The book of course was The Conscience of a Conservative. It sold well despite its origin in Shepardsville, Kentucky, where the Victor Publishing Company put it out. Perhaps sold well because of them. Owning it must have given conservatives a sense of handling a document from the suppressed rightist anti-Washington underground.
"I was born in Arizona in territorial days," Goldwater writes. There's a bit of Daniel Boone about him. He's a throwback, not at all like the eastern establishment guys.The Baltimore Sun reviewer called G's "hard counsel" a bunch of "nonsense." Walter Lippmann scored G's notion of a "great hidden majority in the country" of a large number of conservatives who don't vote but could take over the country if they wanted. When Nixon used his "silent majority" for anti-antiwar purposes in 1968, he was borrowing from Goldwater, although without real Right license to do so.
The book was a kind of rehearsal for 1964. It criticized increasing central-government paternalism at the expense of individual self-reliance. It offered "new" decentralized government as a solution. If Goldwater had been a real southerner, this call would have been nothing more or less than "states' rights" as rhetoric against African American enfranchisement and equal access to school and law. But because Goldwater was a southwesterner, a region with little to no history of slavery, he could avoid that assumption, even as some southern conservatives embraced him as good for segregation.
Should he join the Nixon ticket in '60 as vice presidential candidate? Russell Kirk, a brilliant super-conservative intellectual, wrote that G was "too good and too important...for that powerless post."

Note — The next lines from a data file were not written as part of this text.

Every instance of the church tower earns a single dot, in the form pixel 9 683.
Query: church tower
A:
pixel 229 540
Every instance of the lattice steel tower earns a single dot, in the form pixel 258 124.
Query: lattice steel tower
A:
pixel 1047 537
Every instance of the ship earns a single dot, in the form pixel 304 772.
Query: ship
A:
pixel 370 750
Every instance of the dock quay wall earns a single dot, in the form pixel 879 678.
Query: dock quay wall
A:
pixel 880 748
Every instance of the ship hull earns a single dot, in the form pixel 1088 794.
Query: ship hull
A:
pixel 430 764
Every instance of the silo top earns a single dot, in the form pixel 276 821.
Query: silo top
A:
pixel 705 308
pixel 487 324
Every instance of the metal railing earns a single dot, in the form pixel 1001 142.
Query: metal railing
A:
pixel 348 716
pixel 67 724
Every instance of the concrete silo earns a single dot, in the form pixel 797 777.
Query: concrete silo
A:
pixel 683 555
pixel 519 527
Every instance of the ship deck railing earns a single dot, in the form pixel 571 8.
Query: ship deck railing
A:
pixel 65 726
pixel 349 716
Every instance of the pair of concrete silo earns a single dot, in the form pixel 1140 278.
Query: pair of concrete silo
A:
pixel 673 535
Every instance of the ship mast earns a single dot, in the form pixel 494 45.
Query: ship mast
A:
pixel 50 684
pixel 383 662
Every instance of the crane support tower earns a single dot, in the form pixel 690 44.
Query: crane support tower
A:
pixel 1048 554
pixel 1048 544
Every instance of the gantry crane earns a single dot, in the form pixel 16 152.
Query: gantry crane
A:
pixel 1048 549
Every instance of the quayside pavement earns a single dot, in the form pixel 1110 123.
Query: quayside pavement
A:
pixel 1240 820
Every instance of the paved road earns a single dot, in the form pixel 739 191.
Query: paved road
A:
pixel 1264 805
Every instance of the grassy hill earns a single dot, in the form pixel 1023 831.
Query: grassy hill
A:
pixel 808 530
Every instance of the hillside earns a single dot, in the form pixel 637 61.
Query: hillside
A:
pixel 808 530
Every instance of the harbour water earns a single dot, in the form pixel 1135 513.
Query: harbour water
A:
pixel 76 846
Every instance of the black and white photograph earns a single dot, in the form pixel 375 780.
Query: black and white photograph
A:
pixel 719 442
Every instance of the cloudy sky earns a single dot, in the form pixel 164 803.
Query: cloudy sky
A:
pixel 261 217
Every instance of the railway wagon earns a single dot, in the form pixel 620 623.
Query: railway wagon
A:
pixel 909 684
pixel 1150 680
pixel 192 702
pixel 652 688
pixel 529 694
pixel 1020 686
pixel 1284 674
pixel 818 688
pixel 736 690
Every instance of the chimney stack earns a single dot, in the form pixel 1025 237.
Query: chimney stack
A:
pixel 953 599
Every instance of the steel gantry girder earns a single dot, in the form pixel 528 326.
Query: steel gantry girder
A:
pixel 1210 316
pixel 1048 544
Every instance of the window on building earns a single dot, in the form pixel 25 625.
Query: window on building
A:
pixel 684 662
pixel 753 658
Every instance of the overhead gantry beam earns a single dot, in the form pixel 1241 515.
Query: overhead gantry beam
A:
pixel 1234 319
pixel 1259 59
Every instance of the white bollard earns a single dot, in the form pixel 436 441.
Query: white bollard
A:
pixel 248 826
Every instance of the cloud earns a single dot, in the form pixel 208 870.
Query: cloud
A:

Rocky was a problem for the Goldwaterites. The two men were at opposites ends of Republicanism. Remarkably, they made a joint appearance on Meet the Press in July 1960. I will search for a recording of that!

Is '60 the moment when the end of the end of the Old Left had been reached and the New Left began to emerge? Is it the final ascendancy, in certain scenes at least, of poetic postmodernity? Surely the publication of Donald Allen's The New American Poetry that year suggests this, but then again--once again--we look back on "New" here and see continuity. The rhetoric of the Kennedy-Nixon contest made much less of a dent than everyone (at the time as well as since) claimed, so one wonders why were such great claims made?

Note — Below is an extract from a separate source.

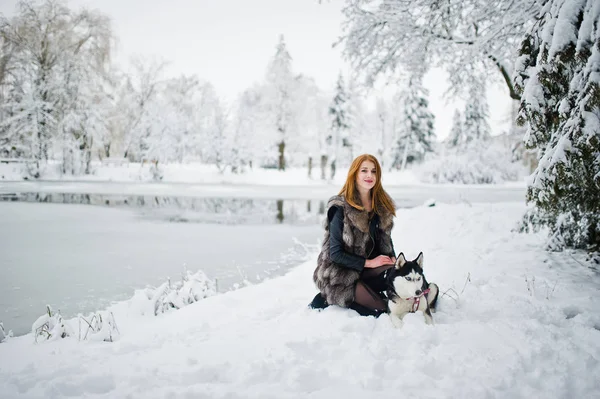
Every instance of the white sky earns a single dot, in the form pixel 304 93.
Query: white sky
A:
pixel 230 42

Had we come to expect "1960" to be truly ubiquitously modern in a way that the 1950s really were not--not quite? And what specifically does "modern" mean in the Kennedyesque talk then and now about the torch being passed to a new generation, etc.? The First Lady really meant "modernist" when Camelotians said "modern." What about the others across the new young cultural leadership? I've been surprised by how frequently the
"Beat movement" was covered in 1960 in the mainstream press. I was expecting a fair measure but I've found tonnage. 1960 was the year when the figure of the beat was beginning to find acceptance, although still 80% of these stories are mocking, rebels-without-cause condescension. For anyone whose analysis made an impact nationally, do these antipolitical adolescents count as part of the "new young cultural leadership"? No, but rather than the two being opposites, they fall along a Continuum of the New American. Now that's a change for '60.